The Tea Party - Blood Moon Rising

Review

Freunde des geschmackvollen Kräutergebräus dürfen frohlocken. Das kanadische Trio THE TEA PARTY lädt nämlich wieder zur Teatime in voller Länge ein, das erste Mal seit „The Ocean At The End“ von 2014. So ganz stimmt das tatsächlich aber nicht. „Blood Moon Rising“ enthält nämlich das Material, das ursprünglich zwei EPs ausgemacht hat, namentlich „Black River“ und „Sunshower“, ergänzt um weitere Tracks, größtenteils Coverversionen. Das sind neben „Out Of The Tiles“ von LED ZEPPELIN, mit denen die Kanadier zudem eine interessante Geschichte verbindet, auch „Isolation“ von JOY DIVISION sowie „Everyday Is Like Sunday“ von Morrisey. Ebenfalls dazu gekommen ist eine Live-Version von „Way Way Down“. Dabei handelt es sich bei den drei Letztgenannten um Digipak-exklusive Boni.

Aus zwei mach Eins – THE TEA PARTY fassen zwei EPs zusammen

Je nach dem, wo in der Diskografie man seinen ersten Berührungspunkt mit der Musik der Herren gemacht hat, kann einem das hier gebotene auf den ersten Hör entweder genau richtig oder zu lasch gewürzt vorkommen. Wer orientalisch aufgepeppten Art Rock á la „Edges Of Twilight“ sucht, sucht selbiges hier vergeblich. Wer dagegen die etwas geradliniger und emotional rockende Seite von „Seven Circles“ beispielsweise bevorzugt, sollte sich hier direkt heimisch fühlen. Fakt ist, dass THE TEA PARTY mit „Blood Moon Rising“ (bzw. eben den beiden EPs) ihre bluesige Seite erkunden, dabei aber mit fülligen, modernen und stadiontauglichen Rock-Klängen unterfüttern. Sie hüten sich aber mit ordentlich Soul, einem seltsam rustikalen Charme und einer angenehm düsteren Stimmung davor, in die Post-Grunge-Falle zu latschen.

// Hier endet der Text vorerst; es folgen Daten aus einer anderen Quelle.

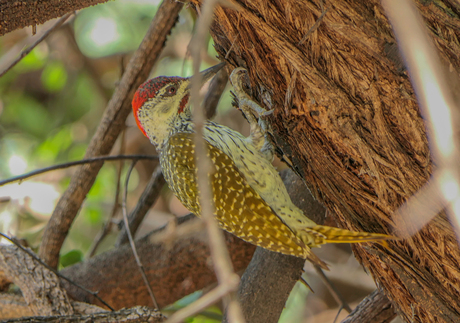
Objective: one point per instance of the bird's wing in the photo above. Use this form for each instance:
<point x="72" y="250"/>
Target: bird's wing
<point x="239" y="208"/>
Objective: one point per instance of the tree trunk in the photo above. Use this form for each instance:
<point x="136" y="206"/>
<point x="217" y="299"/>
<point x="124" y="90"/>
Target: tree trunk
<point x="347" y="118"/>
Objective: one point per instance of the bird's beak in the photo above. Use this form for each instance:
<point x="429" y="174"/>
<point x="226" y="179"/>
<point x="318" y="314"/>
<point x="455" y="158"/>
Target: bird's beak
<point x="208" y="74"/>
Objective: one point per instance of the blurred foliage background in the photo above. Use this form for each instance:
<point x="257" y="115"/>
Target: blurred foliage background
<point x="51" y="104"/>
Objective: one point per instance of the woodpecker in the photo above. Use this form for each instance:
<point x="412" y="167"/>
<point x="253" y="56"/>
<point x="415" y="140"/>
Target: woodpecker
<point x="249" y="196"/>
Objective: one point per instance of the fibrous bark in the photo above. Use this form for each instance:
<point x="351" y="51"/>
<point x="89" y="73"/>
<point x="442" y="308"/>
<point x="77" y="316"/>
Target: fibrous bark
<point x="346" y="117"/>
<point x="174" y="268"/>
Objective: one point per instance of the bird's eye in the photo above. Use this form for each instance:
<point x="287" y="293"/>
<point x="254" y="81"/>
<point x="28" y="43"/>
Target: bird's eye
<point x="171" y="90"/>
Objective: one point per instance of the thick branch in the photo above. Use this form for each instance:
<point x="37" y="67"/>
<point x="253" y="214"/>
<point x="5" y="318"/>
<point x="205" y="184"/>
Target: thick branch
<point x="111" y="125"/>
<point x="15" y="14"/>
<point x="271" y="276"/>
<point x="139" y="314"/>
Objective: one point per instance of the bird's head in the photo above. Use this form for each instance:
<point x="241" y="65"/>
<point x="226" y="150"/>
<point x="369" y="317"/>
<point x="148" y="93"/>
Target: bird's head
<point x="161" y="103"/>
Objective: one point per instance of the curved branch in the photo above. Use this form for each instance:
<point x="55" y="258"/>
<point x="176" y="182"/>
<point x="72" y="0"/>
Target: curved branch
<point x="110" y="127"/>
<point x="15" y="14"/>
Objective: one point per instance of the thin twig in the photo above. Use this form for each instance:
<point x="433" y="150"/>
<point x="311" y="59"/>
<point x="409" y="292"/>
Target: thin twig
<point x="75" y="163"/>
<point x="30" y="253"/>
<point x="26" y="51"/>
<point x="112" y="123"/>
<point x="335" y="293"/>
<point x="439" y="103"/>
<point x="314" y="27"/>
<point x="131" y="240"/>
<point x="109" y="223"/>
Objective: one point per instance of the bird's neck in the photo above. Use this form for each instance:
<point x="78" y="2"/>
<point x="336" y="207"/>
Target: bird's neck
<point x="181" y="124"/>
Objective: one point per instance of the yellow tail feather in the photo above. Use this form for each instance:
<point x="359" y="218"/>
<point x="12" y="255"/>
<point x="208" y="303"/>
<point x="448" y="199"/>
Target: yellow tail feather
<point x="335" y="235"/>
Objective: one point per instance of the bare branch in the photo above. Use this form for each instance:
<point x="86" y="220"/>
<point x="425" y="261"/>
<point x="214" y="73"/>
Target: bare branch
<point x="139" y="314"/>
<point x="20" y="178"/>
<point x="110" y="127"/>
<point x="131" y="240"/>
<point x="216" y="88"/>
<point x="15" y="14"/>
<point x="38" y="41"/>
<point x="148" y="198"/>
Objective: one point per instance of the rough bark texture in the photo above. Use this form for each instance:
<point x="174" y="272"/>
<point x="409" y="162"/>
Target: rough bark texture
<point x="15" y="14"/>
<point x="346" y="116"/>
<point x="267" y="282"/>
<point x="174" y="269"/>
<point x="139" y="314"/>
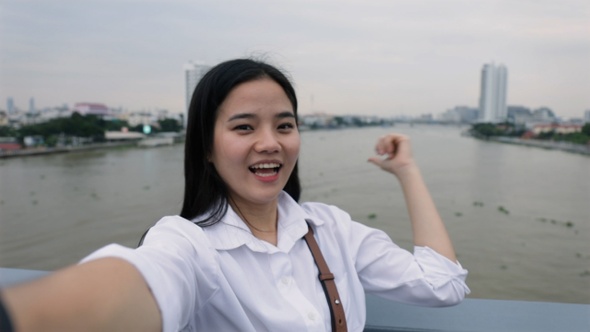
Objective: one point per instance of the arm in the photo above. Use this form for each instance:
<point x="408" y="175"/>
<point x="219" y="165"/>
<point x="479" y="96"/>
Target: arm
<point x="107" y="294"/>
<point x="428" y="228"/>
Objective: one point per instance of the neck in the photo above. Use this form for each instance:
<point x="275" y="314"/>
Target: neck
<point x="260" y="219"/>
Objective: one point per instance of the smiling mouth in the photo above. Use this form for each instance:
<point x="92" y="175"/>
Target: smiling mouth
<point x="265" y="169"/>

Die erwähnte Souligkeit kommt natürlich primär durch Jeff Martins warmen Bariton zustande, dessen Gesangslinien mal schwelgerisch raunend, mal beherzter raunzend dahin fließen und sowohl treibende Rocker der Marke „Hole In My Heart“ wie auch Balladen vom Schlage eines „Our Love“ souverän am Zerebrum vorbei direkt ins Mark, Gebein, wahlweise auch ins Herz hinein tragen. Eine weitere, essentielle Konstante im Sound, die auch heuer unangetastet geblieben ist, ist der sehr füllige, gewichtige Sound, bei dem die Gravitas des Dargebotenen spürbar mitschwingt, der jedoch trotzdem so glasklar und transparent gehalten ist, dass man praktisch jede einzelne Facette des Sounds fühlt. Ein wunderbares Beispiel dafür ist das bisweilen gespenstisch inszenierte „Shelter“.

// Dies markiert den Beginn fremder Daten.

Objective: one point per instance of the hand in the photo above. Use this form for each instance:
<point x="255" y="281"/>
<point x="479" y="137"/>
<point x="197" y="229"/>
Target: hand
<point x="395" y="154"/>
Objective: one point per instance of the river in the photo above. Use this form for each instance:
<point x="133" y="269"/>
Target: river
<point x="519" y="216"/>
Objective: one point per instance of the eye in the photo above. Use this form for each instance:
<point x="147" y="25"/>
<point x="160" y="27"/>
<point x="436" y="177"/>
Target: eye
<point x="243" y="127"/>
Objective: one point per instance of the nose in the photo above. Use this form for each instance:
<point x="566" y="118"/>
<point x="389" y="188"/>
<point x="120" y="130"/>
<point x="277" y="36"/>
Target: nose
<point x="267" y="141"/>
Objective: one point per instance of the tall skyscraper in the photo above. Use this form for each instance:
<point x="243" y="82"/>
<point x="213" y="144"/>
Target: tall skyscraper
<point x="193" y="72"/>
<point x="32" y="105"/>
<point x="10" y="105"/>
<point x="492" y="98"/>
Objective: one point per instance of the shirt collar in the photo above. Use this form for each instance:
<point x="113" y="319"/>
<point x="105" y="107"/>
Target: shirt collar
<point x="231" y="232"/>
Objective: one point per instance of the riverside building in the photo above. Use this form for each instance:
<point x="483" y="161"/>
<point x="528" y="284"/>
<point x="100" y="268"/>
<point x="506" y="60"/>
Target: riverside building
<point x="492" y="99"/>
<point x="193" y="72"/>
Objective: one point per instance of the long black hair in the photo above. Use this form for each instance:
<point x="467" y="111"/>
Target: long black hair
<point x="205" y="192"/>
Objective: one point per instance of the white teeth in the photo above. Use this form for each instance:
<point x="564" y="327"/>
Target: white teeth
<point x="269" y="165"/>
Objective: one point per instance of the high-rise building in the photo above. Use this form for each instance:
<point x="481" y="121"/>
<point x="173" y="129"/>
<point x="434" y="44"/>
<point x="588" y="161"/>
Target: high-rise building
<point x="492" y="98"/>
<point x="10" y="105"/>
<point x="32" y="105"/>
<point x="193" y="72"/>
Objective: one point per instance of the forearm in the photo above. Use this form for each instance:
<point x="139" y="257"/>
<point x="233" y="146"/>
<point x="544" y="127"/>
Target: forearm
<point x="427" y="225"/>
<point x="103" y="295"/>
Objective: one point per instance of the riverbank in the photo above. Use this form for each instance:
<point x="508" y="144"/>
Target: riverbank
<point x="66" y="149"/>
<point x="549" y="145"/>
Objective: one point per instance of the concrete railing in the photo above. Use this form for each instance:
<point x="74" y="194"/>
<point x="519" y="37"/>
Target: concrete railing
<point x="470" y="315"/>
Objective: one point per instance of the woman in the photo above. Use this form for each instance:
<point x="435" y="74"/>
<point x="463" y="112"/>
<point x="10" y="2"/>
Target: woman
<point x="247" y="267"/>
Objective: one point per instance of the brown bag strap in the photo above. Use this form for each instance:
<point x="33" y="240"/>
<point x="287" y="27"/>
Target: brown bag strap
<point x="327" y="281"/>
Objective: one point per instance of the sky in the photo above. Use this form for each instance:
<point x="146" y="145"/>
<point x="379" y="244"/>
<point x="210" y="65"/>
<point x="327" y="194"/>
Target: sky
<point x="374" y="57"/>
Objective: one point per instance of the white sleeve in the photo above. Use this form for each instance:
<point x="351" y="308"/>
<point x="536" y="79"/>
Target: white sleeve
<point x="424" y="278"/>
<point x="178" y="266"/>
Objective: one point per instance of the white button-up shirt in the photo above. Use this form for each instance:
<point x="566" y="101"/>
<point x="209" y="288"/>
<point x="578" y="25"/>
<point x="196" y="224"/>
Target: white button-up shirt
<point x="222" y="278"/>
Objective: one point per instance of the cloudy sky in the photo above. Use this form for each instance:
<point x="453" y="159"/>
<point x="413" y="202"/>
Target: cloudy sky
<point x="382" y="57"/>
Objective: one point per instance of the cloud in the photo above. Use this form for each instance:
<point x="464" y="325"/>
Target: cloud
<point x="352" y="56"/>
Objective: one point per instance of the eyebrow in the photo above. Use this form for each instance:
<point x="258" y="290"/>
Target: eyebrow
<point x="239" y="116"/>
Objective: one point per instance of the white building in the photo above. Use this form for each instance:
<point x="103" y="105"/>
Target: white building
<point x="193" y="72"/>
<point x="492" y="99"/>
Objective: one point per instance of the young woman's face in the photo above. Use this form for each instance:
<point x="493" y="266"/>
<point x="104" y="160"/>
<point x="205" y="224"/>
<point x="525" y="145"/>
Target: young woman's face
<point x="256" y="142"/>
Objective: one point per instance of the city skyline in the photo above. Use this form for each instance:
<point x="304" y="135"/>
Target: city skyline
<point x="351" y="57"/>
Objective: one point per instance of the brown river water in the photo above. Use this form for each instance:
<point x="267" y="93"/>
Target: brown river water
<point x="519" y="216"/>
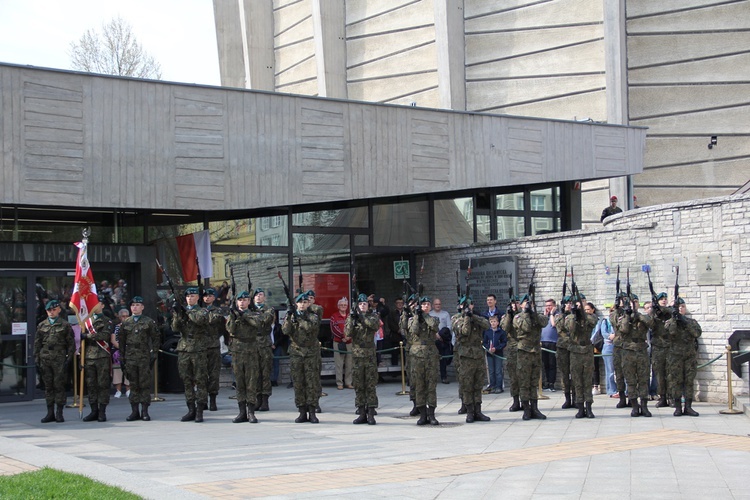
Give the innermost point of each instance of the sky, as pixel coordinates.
(179, 34)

Mehr frisch gebrühter Schwarztee als abgepacktes Zuckerwasser

Natürlich ist eine gute Produktion nur die halbe Miete. Und bei diesem Liedgut, bei dem sich THE TEA PARTY auf ihre Rock-Wurzeln besinnen, wird sich entsprechend auf konventionelle Griffe in die Trickkiste verlassen. Doch Altbewährtes funktioniert eben, vor allem wenn es so gut und souverän umgesetzt wird. Das zeigt sich beispielsweise dann, wenn eine Melodievariation unter Zuhilfenahme subtiler Mellotronstreicher in „Hole In My Heart“ den Refrain neu kontextualisiert und plötzlich vom staubigen in einen dramatischen Rocker umwandelt. Ein weiteres Highlight ist „The Beautiful“, das aus dem düsteren Moll-Dickicht ausbricht und die Sonne scheinen lässt. Unwiderstehlich hierin auch der raunende Männerchor im Hintergrund, der immer wieder subtil an- und abschwillt.

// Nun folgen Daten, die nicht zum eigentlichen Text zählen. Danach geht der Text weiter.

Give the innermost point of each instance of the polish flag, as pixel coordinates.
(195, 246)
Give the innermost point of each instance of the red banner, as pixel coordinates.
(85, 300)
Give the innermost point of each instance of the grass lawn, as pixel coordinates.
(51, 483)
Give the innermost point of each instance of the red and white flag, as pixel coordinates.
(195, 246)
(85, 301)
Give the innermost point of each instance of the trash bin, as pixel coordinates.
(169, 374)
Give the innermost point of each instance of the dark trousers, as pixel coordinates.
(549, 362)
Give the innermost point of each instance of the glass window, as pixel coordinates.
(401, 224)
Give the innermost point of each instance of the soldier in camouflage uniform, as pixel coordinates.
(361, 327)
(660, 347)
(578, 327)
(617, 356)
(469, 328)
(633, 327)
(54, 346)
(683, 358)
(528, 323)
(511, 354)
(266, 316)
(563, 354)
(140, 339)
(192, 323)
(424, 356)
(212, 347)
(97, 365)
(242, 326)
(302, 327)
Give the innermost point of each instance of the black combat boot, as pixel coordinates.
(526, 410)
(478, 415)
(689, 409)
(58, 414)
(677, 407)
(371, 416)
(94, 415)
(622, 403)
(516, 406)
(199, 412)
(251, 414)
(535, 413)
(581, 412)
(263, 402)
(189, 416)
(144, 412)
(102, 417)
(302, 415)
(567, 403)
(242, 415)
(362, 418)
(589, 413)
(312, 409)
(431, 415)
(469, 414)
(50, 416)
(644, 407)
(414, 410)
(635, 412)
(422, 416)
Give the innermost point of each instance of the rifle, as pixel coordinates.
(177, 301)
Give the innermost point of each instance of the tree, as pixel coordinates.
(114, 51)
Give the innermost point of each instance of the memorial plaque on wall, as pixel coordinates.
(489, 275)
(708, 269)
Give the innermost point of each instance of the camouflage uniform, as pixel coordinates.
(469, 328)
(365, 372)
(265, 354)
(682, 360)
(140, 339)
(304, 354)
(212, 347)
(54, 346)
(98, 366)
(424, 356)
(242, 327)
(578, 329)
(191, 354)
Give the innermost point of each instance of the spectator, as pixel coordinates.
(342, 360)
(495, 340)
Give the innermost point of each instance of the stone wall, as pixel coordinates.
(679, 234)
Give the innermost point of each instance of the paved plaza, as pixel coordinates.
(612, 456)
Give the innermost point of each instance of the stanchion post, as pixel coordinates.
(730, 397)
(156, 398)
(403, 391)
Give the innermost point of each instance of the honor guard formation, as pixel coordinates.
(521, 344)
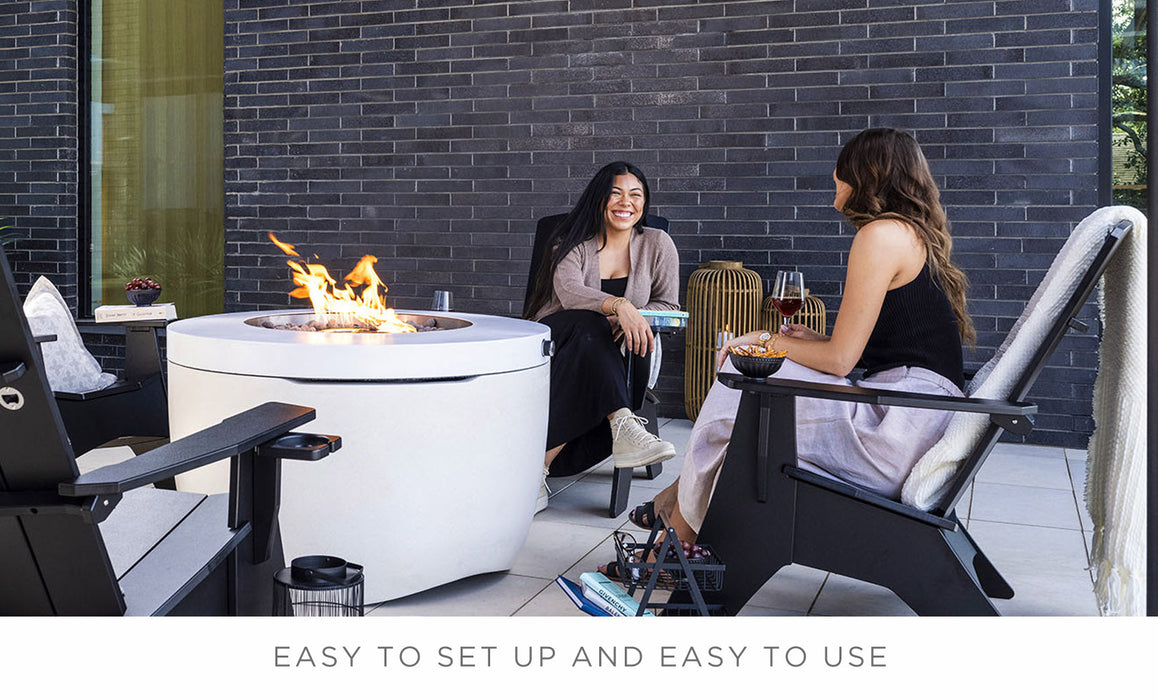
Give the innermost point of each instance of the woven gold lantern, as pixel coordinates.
(723, 300)
(811, 315)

Weitere Klassiker in Sachen Songwriting-Würze sind die Slide-freudige Gitarre nebst Mundharmonika, die „Way Way Down“ aufpeppen und so richtig schön im Sumpf Louisianas versinken lässt. Auch der dynamische Wechsel zwischen Akustischer und elektrischen Gitarrenwänden ist ein wiederkehrendes Motiv, wobei die hier vertretenen, dezenten Zupfereien natürlich deutlich mehr hermachen als dahingebratene Akkorde, wie man sie bei weniger kreativen Vertretern dieses Standards oft hört. Der Opener „Black River“ demonstriert dies eindrucksvoll und entfaltet eine angemessene Erdigkeit. „Summertime“ tut es ihm gleich, kommt titelgemäß aber mit sonnigerem Gemüt daher. Der Titeltrack wird dagegen primär von der Akustischen getragen, wobei die Elektrische immer wieder elegante Slides ins Klangbild hinein unternimmt. Weibliche Backing Vocals untermauern den Song zudem als den wohl souligsten Track der Platte.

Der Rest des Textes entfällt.